The differential equation
$\frac{1}{u(r)}u^\prime(r)(u^2(r)-1)=\frac{2}{r}-\frac{2}{r^2}$
has four classes of solutions, as illustrated in this figure:
- $u'=0$, $u''<0$ at $r=1$
- $u=1$, $u'=+1$ at $r=1$
- $u=1$, $u'=-1$ at $r=1$
- $u'=0$, $u''>0$ at $r=1$
The slope for the case $u(1)=1$ can be gotten from $\lim_{h \to 0}u'(1+h)$:
$ u'(1+h)=\frac{u(1+h)}{u(1+h)^2-1}\left(\frac{2}{1+h}-\frac{2}{(1+h)^2}\right) $
and using the binomial approximation $(1+h)^\alpha \approx 1+\alpha h$ for small $h$, and the expansion $u(1+h)=u(1)+h u'(1) + O(h^2)$:
$ u'(1+h)=\frac{1+h u'(1)}{u'(1)} $
Taking the limit $h \to 0$ gives
$u'(1) = \pm 1$
As shown in the figure, however, I am able to numerically solve the equation for cases 1 (blue and magenta curves) and 4 (green and yellow curves).
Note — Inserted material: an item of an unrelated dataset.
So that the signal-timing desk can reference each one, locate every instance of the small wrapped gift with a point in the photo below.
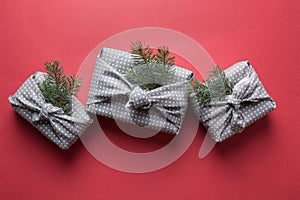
(247, 103)
(51, 121)
(112, 95)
The numerical solver fails for the case u(1)=1, where the derivative is, naively, $0/0$.
Is there an analytical solution to this differential equation that allows me to plot solutions of class 2 and 3? Or can the equation be recast to permit a numerical solution in this case?